VALDOSTA – Bobby Ingram said it took rearranging some things but Molly Hatchet is ready to step in Saturday night for the Marshall Tucker Band.
Ingram has been playing lead guitars – slide and acoustic – with Hatchet since 1987, is the band leader and owns the Molly Hatchet trademark.
He had plans to attend his high school reunion this weekend but now he will be in Valdosta playing a Hatchet show at Wild Adventures Theme Park.
Last week, when the Marshall Tucker Band canceled its scheduled April 26 Wild Adventures show due to an unforeseen medical event, theme park officials looked for a late replacement.
Enter Molly Hatchet.
“The theme park got in touch with my agent and I said I would love to do it but I got a class reunion,” Ingram said in a recent phone interview with The Valdosta Daily Times. “Pretty much, now, I’ll spend one day at my class reunion then we’ll be in Valdosta to cover for our friends in Marshall Tucker who we would do anything in the world for. Our thoughts are with Doug Gray (Marshall Tucker lead singer).”
Ingram said Molly Hatchet looks forward to visiting with their neighbors to the northwest and appreciates the theme park inviting the band to play.
“We really feel like we’re part of the Valdosta family,” he said, adding band members will stick around to sign autographs for fans after the show.
For Ingram and Molly Hatchet, Valdosta is a neighbor.
“I was born and raised and still live here in the heart of Southern rock & roll,” Ingram said, referring to his hometown of Jacksonville, Fla., which is the birthplace of Molly Hatchet, Lynyrd Skynyrd, the Allman Brothers Band, 38 Special, etc.
Molly Hatchet had already released its platinum albums, the self-titled “Molly Hatchet,” “Flirtin’ with Disaster” and “Beatin’ the Odds,” by the time Ingram joined the band in 1987 but his connection to Hatchet reaches back past the band’s creation.

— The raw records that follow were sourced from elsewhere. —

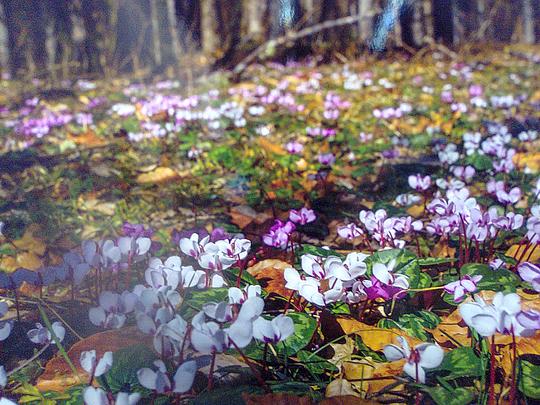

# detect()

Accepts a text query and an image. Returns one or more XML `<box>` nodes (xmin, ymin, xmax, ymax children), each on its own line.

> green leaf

<box><xmin>180</xmin><ymin>288</ymin><xmax>228</xmax><ymax>320</ymax></box>
<box><xmin>435</xmin><ymin>347</ymin><xmax>483</xmax><ymax>380</ymax></box>
<box><xmin>297</xmin><ymin>245</ymin><xmax>345</xmax><ymax>258</ymax></box>
<box><xmin>422</xmin><ymin>387</ymin><xmax>474</xmax><ymax>405</ymax></box>
<box><xmin>418</xmin><ymin>257</ymin><xmax>456</xmax><ymax>267</ymax></box>
<box><xmin>276</xmin><ymin>312</ymin><xmax>317</xmax><ymax>356</ymax></box>
<box><xmin>191</xmin><ymin>385</ymin><xmax>264</xmax><ymax>405</ymax></box>
<box><xmin>461</xmin><ymin>263</ymin><xmax>521</xmax><ymax>292</ymax></box>
<box><xmin>518</xmin><ymin>356</ymin><xmax>540</xmax><ymax>399</ymax></box>
<box><xmin>98</xmin><ymin>345</ymin><xmax>156</xmax><ymax>396</ymax></box>
<box><xmin>465</xmin><ymin>153</ymin><xmax>493</xmax><ymax>170</ymax></box>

Ingram started playing guitar when he was 11 years old. In the mid-1970s, he said he and Danny Joe Brown, who would become Hatchet’s lead singer and co-writer of the band’s biggest hits, were in a band called Rum Creek. Though not a founding member of Molly Hatchet, Brown’s voice is still heard on classic rock stations singing “Flirtin’ with Disaster.” He died in 2005. All of Hatchet’s founding members are dead.
But the band continues playing, touring and recording.

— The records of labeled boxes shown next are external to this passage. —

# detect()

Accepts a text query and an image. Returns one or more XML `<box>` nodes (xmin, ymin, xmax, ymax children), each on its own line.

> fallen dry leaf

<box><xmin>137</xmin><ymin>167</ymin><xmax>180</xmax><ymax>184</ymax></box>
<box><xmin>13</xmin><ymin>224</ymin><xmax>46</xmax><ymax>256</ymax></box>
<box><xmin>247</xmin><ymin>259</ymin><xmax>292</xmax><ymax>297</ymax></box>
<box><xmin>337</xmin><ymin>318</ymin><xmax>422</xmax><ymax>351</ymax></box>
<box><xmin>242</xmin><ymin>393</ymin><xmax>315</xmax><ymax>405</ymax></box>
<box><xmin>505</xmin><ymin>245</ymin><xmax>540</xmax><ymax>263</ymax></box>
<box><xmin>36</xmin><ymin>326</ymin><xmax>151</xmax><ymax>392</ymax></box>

Molly Hatchet recently recorded its first album in several years. The album’s title has not been made public yet and it is expected to be released later this year. The band recorded it in London’s famed Abbey Road Studios, home of most of the Beatles records, Ingram said.
“When putting the album together, we wanted to go back to the roots of the group,” he said. “We decided to go analog and couldn’t think of a better place than Abbey Road.”

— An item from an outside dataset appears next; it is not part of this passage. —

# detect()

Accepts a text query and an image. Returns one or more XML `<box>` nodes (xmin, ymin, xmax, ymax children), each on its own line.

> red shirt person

He said the studio still looks the same as it does in iconic photos of the Beatles recording there decades ago.
“To be in that same room where it all happened. We knew we were in something really special,” he said. “We all started playing and looking around at each other … Can you believe we’re here?
“So everything has that old school feel to it. You can hear the difference in the sound. It’s amazing.”
He hinted the new album is expected to contain a surprise song – a cover of something originally recorded more than 50 years ago at Abbey Road.
The band is scheduled to tour Germany and Switzerland late this year and record another album at Abbey Road.
The Wild Adventures audience may hear something from the upcoming album. Ingram said the audience will definitely hear songs from 1978 through the years.
“We’re carrying on the legacy, the spirit and the tradition of the band,” Ingram said. “We’re keeping it alive.”